Title

AWS re:Invent 2023 - Analyze Amazon Aurora PostgreSQL data in Amazon Redshift with zero-ETL (DAT343)

Summary

AWS introduced a new capability for zero-ETL integration between Amazon Aurora PostgreSQL and Amazon Redshift.
Operational analytics is becoming increasingly important for real-time data analysis to drive business decisions.
AWS aims to provide purpose-built databases for transactions (Amazon Aurora) and analytics (Amazon Redshift).
Zero-ETL integration allows for near real-time analytics on transactional data without the need for complex data pipelines.
The integration is based on change data capture (CDC) and supports DML and metadata operations.
Zero-ETL integration is available in preview in the US East (Ohio) region starting with Aurora PostgreSQL version 15.4.
The integration process is simple and can be set up in minutes, with AWS managing the underlying infrastructure.
Redshift offers a range of analytics capabilities, including data sharing, machine learning, and querying across various data sources.
The session included demonstrations of setting up the integration, managing it, and performing analytics on the data once in Redshift.

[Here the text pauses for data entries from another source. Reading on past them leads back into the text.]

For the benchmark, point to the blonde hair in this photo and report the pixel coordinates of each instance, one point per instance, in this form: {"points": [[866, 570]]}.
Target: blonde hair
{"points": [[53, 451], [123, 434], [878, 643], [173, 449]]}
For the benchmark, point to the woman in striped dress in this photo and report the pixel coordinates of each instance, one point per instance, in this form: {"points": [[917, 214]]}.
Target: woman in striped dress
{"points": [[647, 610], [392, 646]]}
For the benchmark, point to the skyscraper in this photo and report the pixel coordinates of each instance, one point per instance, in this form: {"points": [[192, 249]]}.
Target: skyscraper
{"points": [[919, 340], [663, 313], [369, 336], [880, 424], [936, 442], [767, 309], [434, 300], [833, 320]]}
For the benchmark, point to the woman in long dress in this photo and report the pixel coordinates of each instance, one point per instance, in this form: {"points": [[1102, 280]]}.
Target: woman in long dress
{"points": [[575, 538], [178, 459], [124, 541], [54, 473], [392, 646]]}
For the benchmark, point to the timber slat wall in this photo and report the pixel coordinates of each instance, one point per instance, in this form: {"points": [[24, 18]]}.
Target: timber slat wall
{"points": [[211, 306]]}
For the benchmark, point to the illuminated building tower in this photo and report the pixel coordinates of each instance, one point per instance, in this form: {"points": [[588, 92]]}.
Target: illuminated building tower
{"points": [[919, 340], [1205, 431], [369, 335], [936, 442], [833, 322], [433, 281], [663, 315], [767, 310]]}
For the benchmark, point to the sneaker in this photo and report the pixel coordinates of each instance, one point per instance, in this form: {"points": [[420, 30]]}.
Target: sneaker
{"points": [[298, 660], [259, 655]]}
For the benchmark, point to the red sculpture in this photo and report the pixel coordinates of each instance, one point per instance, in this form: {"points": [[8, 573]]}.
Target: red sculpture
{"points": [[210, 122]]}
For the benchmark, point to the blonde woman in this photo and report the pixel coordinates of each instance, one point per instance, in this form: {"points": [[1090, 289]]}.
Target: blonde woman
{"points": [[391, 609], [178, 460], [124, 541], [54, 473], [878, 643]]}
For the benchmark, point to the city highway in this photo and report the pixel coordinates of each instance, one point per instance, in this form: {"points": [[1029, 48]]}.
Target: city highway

Zero-ETL integration simplifies the process of moving data from operational databases to analytical stores, potentially saving months of development time.
The integration is storage-level replication, which means it does not impact the performance of the production Aurora PostgreSQL clusters.
AWS's approach to zero-ETL leverages the separation of compute and storage in Aurora and Redshift, offloading as much processing as possible to the storage layer.
The integration supports a wide range of Postgres operations, including DDL changes, which are traditionally challenging with logical replication.
AWS is actively seeking feedback on the zero-ETL integration during its preview phase to improve and expand its capabilities before general availability.
The zero-ETL integration aligns with AWS's vision of enabling customers to focus on deriving value from their data rather than managing data pipelines.